Stroomkringscheiding: LS-schakelaar 16 A,
karakteristiek B, C en D volgens EN 60898
Een elektrische aansluiting aan de
voedingsspanning d.m.v. stekker
met randaarde of CCE-stekker is
niet toegestaan.
9.1 Gegevens van de aansluitkabels
100–110 V / 230 V / 400 V aansluitkabel
(netaansluiting, vast):
• NYM-J 3 x 1,5 mm² / 5 x 1,5 mm²
100–110 V / 230 V / 400 V aansluitkabel
(netaansluiting, flexibel):
voor het verbinden van de afzuigunit met de
stuurkast of de aansluitdoos dient een PVC-
slang:
H05 VV-F 5G1,5 mm² / 5G1,5 mm²
of een rubberslang:
H05 RN-F 3G1,5 mm² / 5G1,5 mm²,
H05 RN-F 3G1,5 mm² / 5G1,5 mm²,
gebruikt te worden.
Bij aansluiting van de VS 300 S hoeft de
diameter slechts 1 mm² te bedragen.
24 V stuurkabel, VS 600 + VS 900
lage spanning voor:
• slangenhouder
• plaatskeuzeventiel
• spittoonklep
Vaste leiding: (N)YM (St)-J 4 x 1,5 mm²
afgeschermde mantelleiding.
Flexibele leiding: PVC-datakabel LiYCY 4 x
1,0 mm² met afgeschermde mantel voor
telecommunicatie- en informatieverwerkings-
installaties of lichte PVC-stuurkabel met
afgeschermde mantel.
18
24 V Bedieningsleiding voor VS 300 S
Flexibele aanleg: PVC-dataleiding
LiYY 3 x 0,5 mm²
Best-nr. 9000-118-83
9.2 Stuurkast (VS 600 + VS 900)
De afzuigunits kunnen worden aangesloten via
een stuurkast, die bij sommige types wordt
meegeleverd.
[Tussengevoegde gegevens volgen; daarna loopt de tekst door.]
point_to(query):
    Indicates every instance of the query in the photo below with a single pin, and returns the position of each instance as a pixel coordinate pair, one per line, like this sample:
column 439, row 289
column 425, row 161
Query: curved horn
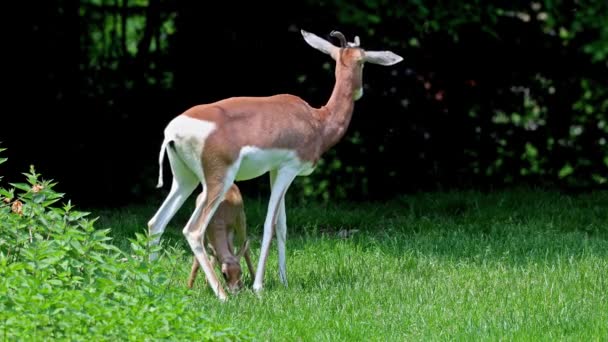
column 339, row 35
Bij afzuigunits die standaard
zonder stuurkast worden geleverd, is deze als
optie verkrijgbaar. De benodigde aansluit- en
schakelschema's zijn te vinden in de
montagehandleiding/gebruiksaanwijzing van
de stuurkast.
9.3 Aansluitingen in de
motorklemkast (VS 600 + VS 900)
Spanningsvoorziening van de bedieningskast
die loopt naar de betreffende klemmen in de
motorklemkast, aansluiten. De
aansluitschema's en schakelschema's
hiervoor, bevinden zich in de montage- en
gebruikshandleiding van de bedieningskast.